Extension of graph-accelerated non-intrusive polynomial chaos to high-dimensional uncertainty quantification through the active subspace method
Bingran Wang, Nicholas C. Orndorff, Mark Sperry, and John T. Hwang

TL;DR
This paper extends the graph-accelerated non-intrusive polynomial chaos method to high-dimensional uncertainty quantification by integrating it with the active subspace technique, significantly improving efficiency and accuracy in complex problems.
Contribution
It introduces AS-AMTC and AS-NIPC, novel methods combining active subspace dimension reduction with graph-accelerated polynomial chaos for high-dimensional UQ.
Findings
AS-NIPC reduces relative error by 30% in 81-dimensional problems.
AS-AMTC achieves an 80% reduction in error, demonstrating high efficiency.

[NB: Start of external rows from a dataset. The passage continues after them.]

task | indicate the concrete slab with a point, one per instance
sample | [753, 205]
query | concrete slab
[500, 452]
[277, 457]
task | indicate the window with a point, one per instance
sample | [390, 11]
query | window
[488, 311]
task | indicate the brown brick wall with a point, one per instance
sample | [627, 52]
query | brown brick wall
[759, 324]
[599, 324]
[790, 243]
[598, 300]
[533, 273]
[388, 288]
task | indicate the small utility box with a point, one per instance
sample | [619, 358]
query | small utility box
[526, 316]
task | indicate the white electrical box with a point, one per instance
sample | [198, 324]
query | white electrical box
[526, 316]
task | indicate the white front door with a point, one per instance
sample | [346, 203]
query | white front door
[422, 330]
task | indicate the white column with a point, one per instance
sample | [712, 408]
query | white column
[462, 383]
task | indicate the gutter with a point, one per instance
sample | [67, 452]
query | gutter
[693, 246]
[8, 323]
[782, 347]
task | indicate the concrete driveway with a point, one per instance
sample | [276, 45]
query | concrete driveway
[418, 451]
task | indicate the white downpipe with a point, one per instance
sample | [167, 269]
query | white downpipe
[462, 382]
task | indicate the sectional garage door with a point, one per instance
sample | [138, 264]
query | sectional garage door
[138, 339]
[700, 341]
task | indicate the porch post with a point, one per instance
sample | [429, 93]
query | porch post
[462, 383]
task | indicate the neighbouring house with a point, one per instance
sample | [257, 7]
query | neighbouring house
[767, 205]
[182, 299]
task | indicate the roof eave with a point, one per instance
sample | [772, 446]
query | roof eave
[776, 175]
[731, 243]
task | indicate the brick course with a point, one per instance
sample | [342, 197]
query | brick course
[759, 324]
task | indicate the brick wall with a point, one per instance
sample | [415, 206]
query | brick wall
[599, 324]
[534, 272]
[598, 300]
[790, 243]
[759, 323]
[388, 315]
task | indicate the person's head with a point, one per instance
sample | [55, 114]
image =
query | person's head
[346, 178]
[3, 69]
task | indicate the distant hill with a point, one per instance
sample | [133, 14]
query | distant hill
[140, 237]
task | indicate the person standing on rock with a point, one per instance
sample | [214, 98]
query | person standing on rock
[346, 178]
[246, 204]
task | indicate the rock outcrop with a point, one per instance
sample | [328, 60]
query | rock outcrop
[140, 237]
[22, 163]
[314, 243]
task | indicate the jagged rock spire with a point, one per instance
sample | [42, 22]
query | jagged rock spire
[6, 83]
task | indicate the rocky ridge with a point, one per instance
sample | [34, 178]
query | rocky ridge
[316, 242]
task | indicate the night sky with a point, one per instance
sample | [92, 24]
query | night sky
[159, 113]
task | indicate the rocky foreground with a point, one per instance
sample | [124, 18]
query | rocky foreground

Methods are validated on a complex air-taxi trajectory optimization scenario.
Abstract
The recently introduced graph-accelerated non-intrusive polynomial chaos (NIPC) method has shown effectiveness in solving a broad range of uncertainty quantification (UQ) problems with multidisciplinary systems. It uses integration-based NIPC to solve the UQ problem and generates the quadrature rule in a desired tensor structure, so that the model evaluations can be efficiently accelerated through the computational graph transformation method, Accelerated Model evaluations on Tensor grids using Computational graph transformations (AMTC). This method is efficient when the model's computational graph possesses a certain type of sparsity which is commonly the case in multidisciplinary problems. However, it faces limitations in high-dimensional cases due to the curse of dimensionality. To broaden its applicability in high-dimensional UQ problems, we propose AS-AMTC, which integrates the…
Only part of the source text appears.